Think of portability like moving your entire digital life—photos, posts, contacts, messages—from one massive platform to another, without having to manually download and re-upload everything. Under Section 3, large platforms must maintain interfaces that allow you, or a competing service you authorize, to securely transfer your user data in a standard, machine-readable format. This is huge because right now, your data is often locked in proprietary formats, making it nearly impossible to switch services without losing years of content. For the busy professional who relies on one platform for networking, this means less fear of being locked in if a better, newer service comes along. However, there’s a catch: if a large platform offers a specific product or service where they don't make money from collecting, using, or selling your data, that specific service is completely exempt from these portability rules (Sec. 3, Sec. 4).
Interoperability is perhaps the most ambitious part of the bill (Sec. 4). It means that if you’re using Platform A, you should be able to seamlessly communicate with your friend who is only on Platform B. The big platforms must maintain accessible interfaces so users of competing services can communicate with their users. This means the days of needing five different messaging apps just to talk to your contacts might be numbered.
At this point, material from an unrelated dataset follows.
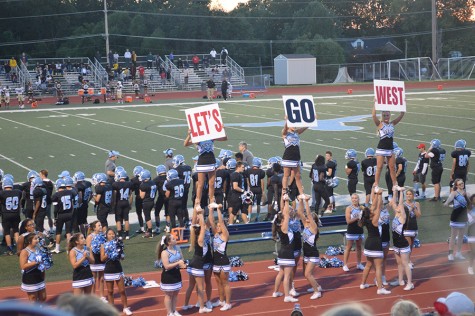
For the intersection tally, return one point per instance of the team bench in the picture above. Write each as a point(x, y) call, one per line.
point(265, 229)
The National Institute of Standards and Technology (NIST) is tasked with developing model technical standards within 180 days to help make this happen, focusing on popular services like messaging and social networks (Sec. 6(c)).
While this sounds great for competition, the large platforms can set "reasonable limits" on how often competitors access their systems and charge proportional fees for excessive use (Sec. 4(c)). This is a potential gray area; platforms could use these fees or limits to slow down or discourage competition, even though the bill requires the charges to be proportional to the actual cost and risk. If the platform changes its interface to intentionally undermine a competitor’s access, that counts as breaking the rules.
Section 5 introduces delegatability, which allows you to officially authorize a “custodial third-party agent” to manage your account settings, posts, and interactions as if they were you. Think of this as a digital power of attorney. This is particularly relevant for small business owners who want to outsource social media management or for families managing the accounts of elderly relatives. These agents must register with the FCC, which has 180 days to establish rules for verifying that the user genuinely authorized the agent. Crucially, the agent is strictly prohibited from using your data for their own commercial gain—they can only charge you a fee for their service (Sec. 5(d)).
Enforcement falls primarily to the Federal Trade Commission (FTC), which will treat violations as unfair or deceptive business practices under the FTC Act (Sec. 6(e)). The FTC must also set up a system to handle complaints from users and competing providers. However, two elements need close attention. First, the explicit exemption for any service where the platform doesn't monetize user data could be a significant loophole, allowing platforms to shift features to non-monetized services to avoid compliance. Second, the bill includes a federal preemption clause, meaning this federal law overrides any conflicting state laws (Sec. 6(f)). If your state has stronger existing data portability or platform access laws, the federal law could potentially weaken those protections if they are deemed to be in direct conflict.